The fashion culture in Greece

The Greek textile-clothing industry is one of the oldest production and manufacturing industries in the modern history of Greece and its importance to the economy is quite large due to its interconnection with other dependent industry sectors (primary sector, cotton production), its balance of payments, its interconnection with the employment of the labour force and its participation in other key sectors of the Greek economy (manufacturing).

Greece is one of the European Union countries with the largest production of yarns, fabrics, and ready-made garments. The textile and clothing industry, being sectors fundamental to meeting human clothing needs, continues to grow and is entering the new century with optimism. In the context of the changes taking place in the economy and in modern business, the textile industry is being renewed, modernized, and restructured through continuous investment, following the rapid and radical changes in all sectors of human activity.

Currently, the export sector (cotton, silk, and raw materials) continues to employ more than 200.000 workers, and businesses, both industrial and craft, are growing. Almost every county in the country has at least one small or large textile production unit.

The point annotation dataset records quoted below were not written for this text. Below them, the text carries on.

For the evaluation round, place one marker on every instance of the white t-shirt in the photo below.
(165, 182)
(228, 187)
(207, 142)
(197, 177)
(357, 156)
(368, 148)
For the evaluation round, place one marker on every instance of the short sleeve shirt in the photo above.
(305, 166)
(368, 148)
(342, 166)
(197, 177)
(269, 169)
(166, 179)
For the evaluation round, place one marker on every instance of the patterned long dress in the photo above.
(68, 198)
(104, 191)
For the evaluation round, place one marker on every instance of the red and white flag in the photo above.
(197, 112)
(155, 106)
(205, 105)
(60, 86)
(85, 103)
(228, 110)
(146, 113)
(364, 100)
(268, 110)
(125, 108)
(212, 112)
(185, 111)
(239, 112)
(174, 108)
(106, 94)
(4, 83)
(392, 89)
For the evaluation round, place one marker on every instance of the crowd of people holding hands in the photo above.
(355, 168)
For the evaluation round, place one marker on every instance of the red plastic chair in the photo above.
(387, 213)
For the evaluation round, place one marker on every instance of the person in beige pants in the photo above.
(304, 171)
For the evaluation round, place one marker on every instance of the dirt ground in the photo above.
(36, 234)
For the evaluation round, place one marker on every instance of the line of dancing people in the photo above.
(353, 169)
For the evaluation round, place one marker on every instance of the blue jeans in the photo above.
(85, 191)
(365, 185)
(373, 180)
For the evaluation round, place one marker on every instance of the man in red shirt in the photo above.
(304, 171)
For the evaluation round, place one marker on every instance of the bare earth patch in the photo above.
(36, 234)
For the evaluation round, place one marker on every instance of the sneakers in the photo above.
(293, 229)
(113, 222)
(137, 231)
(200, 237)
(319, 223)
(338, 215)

Nevertheless, Greece is the only European country that does not offer public higher education purely in the textile sector (despite the existence of corresponding sectors with a strong participation in the Greek economy). The only way out for training in the fashion and textile sector is through private schools. In recent years, several organizations have been created that offer modernized courses in fashion, among which the most important are: IEK AKMI, Burda Fashion School, Pansik Scuola di Moda, IEK ALFA, IEK Craft, Akto Art & Design.

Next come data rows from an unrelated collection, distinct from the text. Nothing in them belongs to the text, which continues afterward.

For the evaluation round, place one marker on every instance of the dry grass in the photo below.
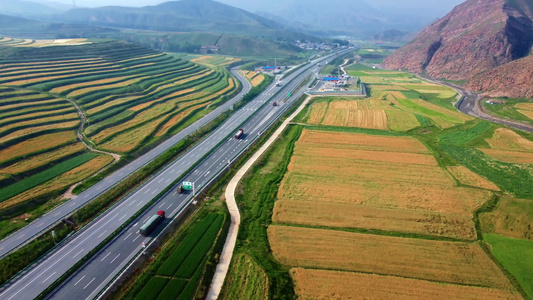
(258, 79)
(322, 284)
(467, 177)
(230, 87)
(347, 215)
(401, 120)
(128, 140)
(37, 144)
(82, 84)
(451, 262)
(318, 110)
(34, 129)
(60, 182)
(354, 114)
(42, 159)
(177, 118)
(125, 83)
(144, 116)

The Curricula that are offered in fashion schools are inspired by the respective foreign courses, due to Greece’s limited interior fashion industry (design and production). The thematic areas that are mostly included in the Curricula of fashion institutes are textile, patrom/sewing and cutting, fashion design, fashion styling and fashion marketing. Interdisciplinary Curricula or courses among arts departments or graphic/product design sectors is a noticeable reality within Greek fashion studies, in the context of either receiving a general education or training in various expressions or forms of design or building a mutual collaboration with professional fields that the fashion experts will work with in their future career (such as make-up artists, hair stylists, photographers etc.).

Generally speaking, the Curricula that are currently offered in Greek fashion studies are market-oriented, but they are not always abreast with the latest trends, needs or preferences of the consumers. Usually, the Curricula are updated with a delay as the approval of the Ministry of Education is a long and time-consuming process. Therefore, there are gaps in the introduction of digital tools in fashion design or courses for sustainable ways of production. Most of the times these needs are covered through the knowledge and information provided by the Professors/VET Teachers or through projects and fashion shows that are organized within the schools on the verge of the officially-approved by the Ministry Curriculum.

In Europe, training courses are being created that specifically address the issues of sustainability and in particular those related to the fashion product. It is vitally important to integrate responsible fashion with higher education, so that greater awareness can lead to collaboration, innovation and coordination at all levels. At the very top level, academic institutions and luxury companies are now working together so that they can share their knowledge and collaborate with each other.

An example of this is the International Master in Luxury Management (IMLux), a double degree course dedicated to training professionals in the luxury sector, that has been developed in partnership between MIP Politecnico di Milano, NEOMA Business School, and Prada.

Collaborations such as this between international fashion brands and academic institutions are exciting new initiatives that will ultimately help to train the fashion managers of the future to adapt for a more sustainable world.

Creating a sustainable and ethical future for the fashion industry is an important but complex challenge for government, industry, and the public. Currently, there are no legally binding environmental standards enacted through government regulation.

Overall, the fashion industry ultimately thrives on innovation and newness, but with the overproduction and overconsumption that characterize fast fashion, regulation needs to be established to reduce the devastating environmental impact.

Education is at the base of any change in society. Fashion education needs to embed sustainability in as many areas as it can. Fashion universities & institutions are radically rethinking courses to meet changing student aspirations and values. As fashion students become more aware of environmental and social issues, fashion education is facing an existential question. Its response will shape the next generation, with major implications for brands in turn.